Zur großen Überraschung aller Beteiligten nahm auch Oberbürgermeister Thomas Eiskirch an der Veranstaltung teil und positionierte sich in einem Eingangsstatement. Ein sich konstituierendes Projekt »Zukunftsmusik« würde auch auf der Seite der Stadt Bochum auf einen Resonanzraum treffen. „Entstehen könnte ein Ermöglicherhaus“, sagte Eiskirch. Zudem will die Stadt die Grundstücke nun auch nicht mehr verkaufen sondern auf der Basis von Erbbaurecht vergeben.

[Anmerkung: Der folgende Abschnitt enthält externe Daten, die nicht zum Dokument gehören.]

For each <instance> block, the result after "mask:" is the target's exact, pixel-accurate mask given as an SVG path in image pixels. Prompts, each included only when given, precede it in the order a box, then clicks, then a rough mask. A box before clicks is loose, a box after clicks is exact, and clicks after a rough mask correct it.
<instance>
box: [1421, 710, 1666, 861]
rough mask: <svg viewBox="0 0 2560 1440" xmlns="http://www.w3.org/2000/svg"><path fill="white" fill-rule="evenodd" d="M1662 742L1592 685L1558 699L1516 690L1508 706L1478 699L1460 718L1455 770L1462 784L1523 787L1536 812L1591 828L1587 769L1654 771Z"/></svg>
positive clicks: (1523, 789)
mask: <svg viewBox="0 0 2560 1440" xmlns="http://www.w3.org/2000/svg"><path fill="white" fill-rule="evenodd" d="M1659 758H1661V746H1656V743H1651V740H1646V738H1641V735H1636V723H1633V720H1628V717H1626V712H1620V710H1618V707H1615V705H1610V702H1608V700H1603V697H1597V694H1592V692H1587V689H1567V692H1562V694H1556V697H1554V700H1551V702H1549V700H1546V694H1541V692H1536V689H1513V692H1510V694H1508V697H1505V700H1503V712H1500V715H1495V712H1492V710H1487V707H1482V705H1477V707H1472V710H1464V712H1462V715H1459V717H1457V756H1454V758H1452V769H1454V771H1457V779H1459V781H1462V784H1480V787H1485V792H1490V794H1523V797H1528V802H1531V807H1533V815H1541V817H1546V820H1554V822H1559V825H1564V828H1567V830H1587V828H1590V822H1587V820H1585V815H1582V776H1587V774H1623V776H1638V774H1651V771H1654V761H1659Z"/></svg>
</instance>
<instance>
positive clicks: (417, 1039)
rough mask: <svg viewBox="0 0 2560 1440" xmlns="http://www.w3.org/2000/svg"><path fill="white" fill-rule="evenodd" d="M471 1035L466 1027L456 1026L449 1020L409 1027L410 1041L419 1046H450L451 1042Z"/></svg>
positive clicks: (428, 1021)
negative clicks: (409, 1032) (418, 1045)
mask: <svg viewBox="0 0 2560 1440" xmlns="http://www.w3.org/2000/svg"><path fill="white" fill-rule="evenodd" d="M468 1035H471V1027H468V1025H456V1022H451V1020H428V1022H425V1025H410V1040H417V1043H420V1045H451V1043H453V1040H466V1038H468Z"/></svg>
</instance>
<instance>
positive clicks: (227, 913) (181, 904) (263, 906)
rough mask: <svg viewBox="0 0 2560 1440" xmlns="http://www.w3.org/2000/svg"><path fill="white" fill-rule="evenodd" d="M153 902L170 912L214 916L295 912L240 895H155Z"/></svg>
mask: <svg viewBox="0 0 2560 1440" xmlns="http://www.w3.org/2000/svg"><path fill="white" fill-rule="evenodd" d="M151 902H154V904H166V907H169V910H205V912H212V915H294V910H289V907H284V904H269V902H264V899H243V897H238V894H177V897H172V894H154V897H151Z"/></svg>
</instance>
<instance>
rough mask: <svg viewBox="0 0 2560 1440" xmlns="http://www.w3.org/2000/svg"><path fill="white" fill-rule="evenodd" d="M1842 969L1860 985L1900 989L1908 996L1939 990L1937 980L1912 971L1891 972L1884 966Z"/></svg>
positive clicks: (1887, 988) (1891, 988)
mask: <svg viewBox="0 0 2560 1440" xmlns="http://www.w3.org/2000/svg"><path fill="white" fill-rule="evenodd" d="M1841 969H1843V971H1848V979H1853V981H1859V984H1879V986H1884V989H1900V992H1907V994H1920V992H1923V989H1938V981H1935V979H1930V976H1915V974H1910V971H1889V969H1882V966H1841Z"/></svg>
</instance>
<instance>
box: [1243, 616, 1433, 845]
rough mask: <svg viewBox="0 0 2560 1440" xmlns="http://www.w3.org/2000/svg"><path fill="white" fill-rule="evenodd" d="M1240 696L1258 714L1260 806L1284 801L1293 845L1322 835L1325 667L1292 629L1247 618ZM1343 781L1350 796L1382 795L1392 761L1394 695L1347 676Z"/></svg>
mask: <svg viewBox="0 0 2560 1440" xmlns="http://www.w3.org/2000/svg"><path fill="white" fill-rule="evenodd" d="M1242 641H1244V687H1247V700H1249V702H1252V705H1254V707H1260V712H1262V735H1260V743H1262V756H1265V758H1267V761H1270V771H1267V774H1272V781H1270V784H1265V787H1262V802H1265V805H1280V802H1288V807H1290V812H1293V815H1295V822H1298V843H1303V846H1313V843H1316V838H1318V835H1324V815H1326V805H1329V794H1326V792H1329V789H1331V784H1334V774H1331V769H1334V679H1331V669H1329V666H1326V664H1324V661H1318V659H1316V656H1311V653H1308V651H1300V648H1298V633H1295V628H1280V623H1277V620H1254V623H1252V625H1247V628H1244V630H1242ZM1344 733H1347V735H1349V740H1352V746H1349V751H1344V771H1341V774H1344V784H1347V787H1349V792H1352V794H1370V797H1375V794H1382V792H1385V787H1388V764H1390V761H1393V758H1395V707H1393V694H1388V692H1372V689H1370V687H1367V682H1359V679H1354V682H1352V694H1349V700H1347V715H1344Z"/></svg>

Seit Anfang 2018 setzt sich das Netzwerk »Stadt für Alle« mit vielfältigen Aktionen, Veranstaltungen und einer Unterschriftenkampagne für den Erhalt und die Nachnutzung der Musikschule sowie für den Verbleib der Flächen im städtischen Besitz ein. Wir freuen uns sehr, dass sich die Stadt Bochum nun bewegt und zudem signalisiert, zwei unserer zentralen Forderungen erfüllen zu wollen. Unser Engagement und unsere Beharrlichkeit haben sich gelohnt.

Dennoch bleiben offene Fragen zurück. Oberbürgermeister Eiskirch nannte als mögliches Vorbild für eine Nutzung der Musikschule das Essener »Unperfekthaus«. Aus unserer Sicht ist das kein gutes Beispiel für Bochum, wird es doch überwiegend kommerziell genutzt. Der Fokus der Interessensgemeinschaft »Zukunftsmusik« liegt auf einer gemeinwohlorientierten Nachnutzung der Musikschule. Als Netzwerk »Stadt für Alle« halten wir an unserer Forderung fest, dass dies auch für die Planung der umliegenden Flächen gelten soll. Frei finanzierte Eigentums- und hochpreisige Mietwohnungen, in Kombination mit einem „hippen“ Leuchtturmprojekt für Kreative und Startups, würden diesen Fokus auf Gemeinwohlorientierung konterkarieren. Umso wichtiger ist uns deshalb, dass die Ziele für die Entwicklung der Flächen zwischen Rathaus und Appolonia-Pfaus-Park nicht allein vom Rat bestimmt werden, sondern bei dieser Entscheidung über die Zukunft die Stadtgesellschaft konsultiert wird. Dazu muss es ein offenes Beteiligungsverfahren geben.

Eine im Anschluss an die Veranstaltung »Zukunftsmusik« vom Büro des Oberbürgermeisters veröffentlichte Pressemeldung erweckt den Eindruck, Thomas Eiskirch stelle sich mit seiner Willkommensgeste gegenüber dem Projekt an die „Spitze der Bewegung“. Wir hoffen, diese Willkommensgeste ist mehr als nur ein Wahlkampfmanöver. In jedem Fall begrüßen wir die Positionierung von Thomas Eiskirch als klare Ansage, an der er sich messen lassen wird. Wie die Kommunalwahl ausgeht und ob die bestehenden Ratsbeschlüsse zur Privatisierung tatsächlich revidiert werden, bleibt abzuwarten. Das Netzwerk »Stadt für Alle« wird sich mit seinen Forderungen jedenfalls aktiv in die Kommunalwahl 2020 einmischen.